It’s time for some unpalatable facts about petrol.

Australia has the fourth cheapest petrol in the world among major economies of the OECD. Only the US, Mexico and Canada charge more. We are underpricing this scarce resource.

Yes, people are feeling the pain in Australia, but it is nothing like the pain of the first and second oil shocks in the 1970s: oil prices rose by five to seven times in the space of six to seven years. And there were shortages because of associated embargoes and real gouging by some suppliers and distributors.

When oil plunged to $US10 a barrel by 1986, no-one said this was a bad thing, but it was because it lulled us into a false sense of energy security that was compounded in the 1990s by a similar experience after the worldwide recession and slow recovery.

We are paying the price for years of under-investment and the push by energy companies to be efficient and slash spending on exploration and development, or to return profits to shareholders that could have been reinvested in existing or new energy technologies.

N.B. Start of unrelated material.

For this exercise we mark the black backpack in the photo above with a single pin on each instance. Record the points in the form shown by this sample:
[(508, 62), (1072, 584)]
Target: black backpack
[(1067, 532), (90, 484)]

Despite that history, there is a more recent lesson which we have ignored.

In the mid to late months of 2006, oil prices spiked to then record levels and petrol rose sharply. Petrol was around $1.35 to $1.45 a litre at times. Retailers like Big W, Target, Harvey Norman and Kmart, and airlines like Qantas and other oil-using or associated companies took a hammering as consumer spending slumped because oil prices surged, helped by a much lower Australian dollar.

Malcolm Turnbull and Brendan Nelson were members of a Government that did nothing to lower the impact of the higher prices.

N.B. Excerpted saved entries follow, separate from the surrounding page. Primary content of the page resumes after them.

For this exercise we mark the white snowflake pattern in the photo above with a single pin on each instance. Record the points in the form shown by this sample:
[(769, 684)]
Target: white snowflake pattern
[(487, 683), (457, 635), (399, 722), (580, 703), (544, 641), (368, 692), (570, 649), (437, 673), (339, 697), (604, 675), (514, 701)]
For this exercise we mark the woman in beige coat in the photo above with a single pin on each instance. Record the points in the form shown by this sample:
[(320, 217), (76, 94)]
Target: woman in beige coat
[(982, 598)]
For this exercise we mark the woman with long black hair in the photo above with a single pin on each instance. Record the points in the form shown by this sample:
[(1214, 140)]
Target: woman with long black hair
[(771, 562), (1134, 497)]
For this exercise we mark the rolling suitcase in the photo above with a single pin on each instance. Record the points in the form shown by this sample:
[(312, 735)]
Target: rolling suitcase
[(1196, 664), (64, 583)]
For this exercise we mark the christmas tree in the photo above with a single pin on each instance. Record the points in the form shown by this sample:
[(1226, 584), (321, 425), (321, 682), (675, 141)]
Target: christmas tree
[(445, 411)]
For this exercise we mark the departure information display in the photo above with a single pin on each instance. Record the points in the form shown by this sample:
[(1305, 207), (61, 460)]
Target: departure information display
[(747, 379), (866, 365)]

Around August 2006, when fighting between Israel and Hezbollah broke out in Southern Lebanon, oil prices reached $US77 a barrel in New York and the Aussie dollar was around 77 USc. That produced an Australian dollar oil price of around $100 a barrel.

But if you look now in 2008 and use the exchange rate in August 2006 of around 77 USc, the current oil price becomes $A170 a barrel.

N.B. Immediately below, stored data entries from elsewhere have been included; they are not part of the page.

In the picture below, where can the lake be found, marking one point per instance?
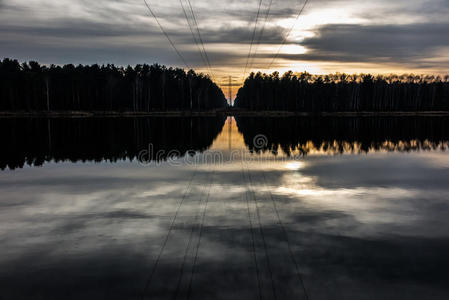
(224, 208)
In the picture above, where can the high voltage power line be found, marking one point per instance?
(288, 34)
(166, 34)
(193, 33)
(200, 38)
(267, 14)
(253, 36)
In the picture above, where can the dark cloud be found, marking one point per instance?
(406, 44)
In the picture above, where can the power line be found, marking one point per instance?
(200, 38)
(166, 34)
(193, 33)
(252, 39)
(261, 32)
(288, 34)
(170, 229)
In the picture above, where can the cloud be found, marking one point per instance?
(405, 44)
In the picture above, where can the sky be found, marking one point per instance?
(378, 36)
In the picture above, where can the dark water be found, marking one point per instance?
(208, 208)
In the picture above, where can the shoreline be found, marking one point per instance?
(237, 113)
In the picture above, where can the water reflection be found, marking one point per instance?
(346, 134)
(33, 141)
(351, 226)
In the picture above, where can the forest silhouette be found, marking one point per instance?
(143, 88)
(303, 92)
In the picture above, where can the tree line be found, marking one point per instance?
(336, 135)
(34, 141)
(343, 93)
(30, 86)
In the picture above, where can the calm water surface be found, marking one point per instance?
(321, 209)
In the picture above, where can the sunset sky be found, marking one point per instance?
(350, 36)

That’s a big difference: the current exchange rate for the Aussie dollar is around 96 USc and that gives an actual local oil price around $A137 a barrel, based on the most recent $US132 a barrel figure.

So in effect that 19 USc rise in the value of the Australian dollar since August 2006 has cut the 2008 price of oil by over $A40, even after the big rise we have seen in the past year. That is a big cost saving — at 2006 exchange rates, petrol would now be costing $A2 a litre!

Seeing oil fell from around $US77 a barrel in August 2006 to around $US50 a barrel in January 2007, there’s been a significant switch in sentiment here, and yet the financial pain would have been more damaging back in 2006.

In fact, while oil prices rose through 2007 from January, retailing boomed. It was only when the credit crunch hit and then the Reserve Bank lifted interest rates four times between August 2007 and March this year, that retailing slowed and people really started noticing the impact of the rising price of petrol.

The AMP’s chief economist and strategist, Dr Shane Oliver, says cutting petrol excise is not a solution to rising oil and petrol prices as it would simply encourage more petrol usage.

We are underpricing this scarce resource.